“I was not the first”: raped by a Russian soldier, she has him convicted in court

A 20-year-old Ukrainian girl will never be able to forget the invasion of her village by Russian soldiers, but she does not intend to let her traumas rule her life.

Karina remembers the hand he put on her back as he pushed her into the dark attic room. That’s when the Russian soldier pointed a gun at her, while pushing her further into the black depths of the small bombed room.

Standing a few inches from her, his breath still heavy with whiskey, the Russian soldier pointed his gun at her head, threatening to kill her if she did not undress in front of him.

Karina, with trembling hands, followed his orders, knowing that if she tried to fight him like she desperately wanted to, she would never see her mother’s face again.

“And then he raped me,” Karina tells the Daily Mail, her voice hesitant when she remembers what happened on March 11, 2022.

“After he finished, he told me he would come back and kill me if I told anyone how he raped me,” she continued.

Karina was 20 years old when Putin’s men arrived in her village in huge tanks on March 8, 2022. Minutes after their arrival, they terrorized the families who lived there and invaded their homes.

If she had considered the bombings, Karina had not imagined the horrors that the Russian soldiers would inflict on her.

Artillery fire

On the second day, they began going door to door and moving into families’ homes, sometimes holding them hostage.

“When the Ukrainian soldiers started firing artillery at the Russians near our village, they blamed my boyfriend and me for revealing their positions,” says Karina.

That’s when a soldier took her out of her home, accusing her of informing the Ukrainian army about Russian positions.

He dragged her to her neighbor’s abandoned house, where her nightmare began.

“I remember seeing used condoms scattered on the floor.

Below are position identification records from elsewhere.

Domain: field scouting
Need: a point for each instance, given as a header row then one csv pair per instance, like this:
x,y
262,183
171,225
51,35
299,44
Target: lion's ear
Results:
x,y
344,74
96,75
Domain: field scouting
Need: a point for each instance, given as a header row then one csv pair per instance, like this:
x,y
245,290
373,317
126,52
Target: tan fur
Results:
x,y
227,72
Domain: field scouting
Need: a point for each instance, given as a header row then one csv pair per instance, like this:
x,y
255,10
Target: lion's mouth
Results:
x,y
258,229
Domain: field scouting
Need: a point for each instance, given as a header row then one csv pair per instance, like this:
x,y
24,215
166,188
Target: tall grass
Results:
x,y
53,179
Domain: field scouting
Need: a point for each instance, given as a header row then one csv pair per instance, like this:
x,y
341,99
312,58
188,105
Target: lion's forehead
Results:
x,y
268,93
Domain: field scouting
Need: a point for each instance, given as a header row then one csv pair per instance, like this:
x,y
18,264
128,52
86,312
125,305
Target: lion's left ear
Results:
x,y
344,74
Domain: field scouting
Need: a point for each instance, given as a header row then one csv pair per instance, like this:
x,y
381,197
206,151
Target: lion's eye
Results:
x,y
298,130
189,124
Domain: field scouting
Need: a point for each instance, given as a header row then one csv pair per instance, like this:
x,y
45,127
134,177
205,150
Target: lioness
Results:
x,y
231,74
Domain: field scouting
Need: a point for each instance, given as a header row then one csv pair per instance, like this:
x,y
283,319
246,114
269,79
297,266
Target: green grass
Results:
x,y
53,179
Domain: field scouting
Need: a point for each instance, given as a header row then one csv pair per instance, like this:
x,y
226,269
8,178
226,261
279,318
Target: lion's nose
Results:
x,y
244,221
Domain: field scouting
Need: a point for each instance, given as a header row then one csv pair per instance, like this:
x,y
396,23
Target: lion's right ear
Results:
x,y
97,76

I understood that I was not the first to be taken there,” says Karina.

After questioning her, then raping her, the soldier threatened her that he would do it again if the bombings did not stop.

In the days that followed, Karina, who initially tried to keep her head above water, burst into tears.

“At one point I broke down and cried for hours. I had the impression of being dirty, of being a shame,” she confides.

Run away at all costs

However, she quickly regained her calm, as the prospect of further bombings forced her to act.

“I decided there would be no next time. I knew I had to do something,” says Karina.

Under cover of darkness, she and her boyfriend escaped from their home and walked for miles through fields, forests and railway tracks until they reached a nearby village in the area from Kyiv.

It was there that she found refuge with a close friend who helped her report the rape to the national police and prosecutors when her village was liberated a few weeks later.

Karina says her relationship with her boyfriend didn’t last because he was angry with her for telling her friends and family what happened to her.

“It really affected our relationship,” laments Karina, who struggles to explain why her boyfriend was not on her side.

“He wanted me to keep silent and not talk about it,” she saddens.

Instead, Karina hopes that by telling her story of survival and the horrors she witnessed and endured, other women will come forward to testify about what happened to them.

“It’s very important not to remain silent, because the soldiers who did this will live a normal life if we don’t say anything, and that’s not fair,” she says.

Identify your rapist

Karina says that when she reported the rape to prosecutors, they provided her with photos of Russian soldiers who had invaded her village.

“I was able to identify the soldier who had raped me. They also had DNA samples which proved that it was he who had done this to me,” recounts the young woman.

Karina was present in court when the soldier was found guilty. The latter, however, was convicted in absentia, which means that he will probably never find himself behind bars.

The young woman has since taken control of her life. She notably married the love of her life in December and has benefited for 20 months from the advice of psychologists from the Andreiev Family Foundation.

Karina now works as a case manager in the Andreiev Family Foundation’s Assisto project, where she helps survivors of sexual violence.